Allogeneic Multivirus - Directed Cytotoxic T Lymphocytes (CTL)

Status:
Active, not recruiting
Trial end date:
2022-09-01
Target enrollment:
0
Participant gender:
All
Summary
In this study, investigators are trying to see if infusion of T cells (called CTLs) will prevent or treat cytomegalovirus (CMV), Epstein Barr Virus (EBV) and adenovirus (AdV) reactivation or infection. Patients with blood cell cancer, other blood disease or a genetic disease may receive a stem cell transplant. After receiving transplant, they are at risk of infections until a new immune system to fight infections grows from the cord blood cells. In this study, investigators are trying to give special cells called T cells. These cells will try to fight viruses that can cause infection. Investigators will test to see if blood cells from donor that have been grown in a special way, can prevent patients from getting an infection. EBV, AdV and CMV are viruses that can cause serious life-threatening infections in patients who have weak immune systems after transplant. T lymphocytes can kill viral cells but normally there are not enough of them to kill all the virus infected cells after transplant. Some researcher have taken T cells from a person's blood, grown more of them in the laboratory and then given them back to the person during a viral infection after a bone marrow transplant. Some of these studies have shown a positive therapeutic effect in patients receiving the CTLs after a viral infection in the post-transplant period. Investigators will grow these cells from donor in the laboratory in a way that will train them to recognize and remove viruses when the T cells are given after a transplant.
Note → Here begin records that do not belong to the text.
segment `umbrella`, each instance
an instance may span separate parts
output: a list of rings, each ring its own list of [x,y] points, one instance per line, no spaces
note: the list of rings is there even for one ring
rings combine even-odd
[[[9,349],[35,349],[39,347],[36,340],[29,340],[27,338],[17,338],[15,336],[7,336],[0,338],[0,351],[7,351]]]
Since most donors have previously been infected with EBV, CMV, and adenovirus, investigators are able to use their T cells that remember these viruses to grow the CTLs. However, they now also have a new way of growing CTLs from donors who have not been infected with CMV.
Phase:
Phase 1
Accepts Healthy Volunteers?
No
Details
Lead Sponsor:
Catherine Bollard
Criteria
Inclusion Criteria:

- Recipient Inclusion Criteria at the time of CTL infusion

1. Received prior myeoloablative or non-myeloablative allogeneic hematopoietic stem
cell transplant using either bone marrow or PBSC within 12 months

2. Cells administered as;

1. Prophylaxis for patients at risk of EBV, CMV, or Adenovirus.
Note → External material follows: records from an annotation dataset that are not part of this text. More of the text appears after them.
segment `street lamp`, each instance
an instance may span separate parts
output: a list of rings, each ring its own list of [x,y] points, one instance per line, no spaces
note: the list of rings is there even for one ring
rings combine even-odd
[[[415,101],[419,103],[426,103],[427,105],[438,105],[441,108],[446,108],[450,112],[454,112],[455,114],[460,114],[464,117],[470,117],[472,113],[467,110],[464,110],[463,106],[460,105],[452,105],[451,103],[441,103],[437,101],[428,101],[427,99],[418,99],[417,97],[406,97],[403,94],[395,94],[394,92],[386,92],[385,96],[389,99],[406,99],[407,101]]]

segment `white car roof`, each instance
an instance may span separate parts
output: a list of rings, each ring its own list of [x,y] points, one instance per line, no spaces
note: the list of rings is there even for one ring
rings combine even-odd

2. Treatment of reactivation or infection for EBV, CMV, or Adenovirus.

3. Early treatment for single or multiple infections. Multiple infections with
one reactivation and one controlled infection are eligible to enroll.

3. Steroids less than 0.5 mg/kg/day prednisone

4. Karnofsky/Lansky score of ≥ 50

5. ANC greater than 500/µL.

6. Bilirubin <2x, AST <3x, Serum creatinine <2x upper limit of normal, Hgb >8.0

7. Pulse oximetry of > 90% on room air

8. Available multivirus-specific cytotoxic T lymphocytes

9. Negative pregnancy test (if female of childbearing potential)
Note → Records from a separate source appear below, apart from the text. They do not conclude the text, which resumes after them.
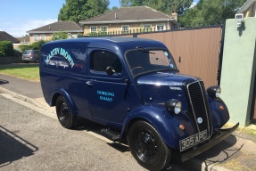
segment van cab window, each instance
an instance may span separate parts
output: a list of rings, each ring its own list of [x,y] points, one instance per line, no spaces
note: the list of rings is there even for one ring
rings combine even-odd
[[[163,49],[136,49],[126,53],[133,77],[149,72],[177,69],[171,54]]]
[[[116,72],[122,72],[119,57],[108,51],[95,51],[91,56],[91,70],[105,72],[107,67],[112,66]]]

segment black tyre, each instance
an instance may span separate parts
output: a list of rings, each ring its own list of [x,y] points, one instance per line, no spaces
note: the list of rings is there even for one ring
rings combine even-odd
[[[128,142],[134,158],[146,169],[161,170],[169,164],[170,150],[149,123],[136,121],[129,128]]]
[[[62,126],[70,129],[75,126],[75,117],[63,96],[59,96],[56,101],[56,113]]]

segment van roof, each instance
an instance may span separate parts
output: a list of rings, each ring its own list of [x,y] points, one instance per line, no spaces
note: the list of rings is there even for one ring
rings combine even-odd
[[[110,42],[134,42],[134,41],[155,41],[147,38],[139,37],[80,37],[74,39],[62,39],[54,42],[95,42],[95,41],[110,41]]]
[[[114,52],[121,51],[122,53],[137,46],[146,47],[161,47],[166,46],[160,41],[139,37],[81,37],[57,40],[47,43],[54,44],[72,44],[72,43],[87,43],[87,48],[105,48]]]

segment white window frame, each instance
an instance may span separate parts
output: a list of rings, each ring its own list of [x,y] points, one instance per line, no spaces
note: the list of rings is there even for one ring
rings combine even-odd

10. Patient or parent/guardian capable of providing informed consent.

Exclusion Criteria:

- Recipient Exclusion criteria at the time of CTL infusion

1. Patients with other uncontrolled infections (see 2.3.2 for definitions)

2. Patients who received ATG, Campath, or other T cell immunosuppressive monoclonal
antibodies in the last 28 days

3. Received donor lymphocyte infusion in last 28 days

4. Evidence of GVHD > grade 2

5. Active and uncontrolled relapse of malignancy

6. Pregnant or lactating

7. Unable to wean steroids to ≤0.5 mg/kg/day prednisone.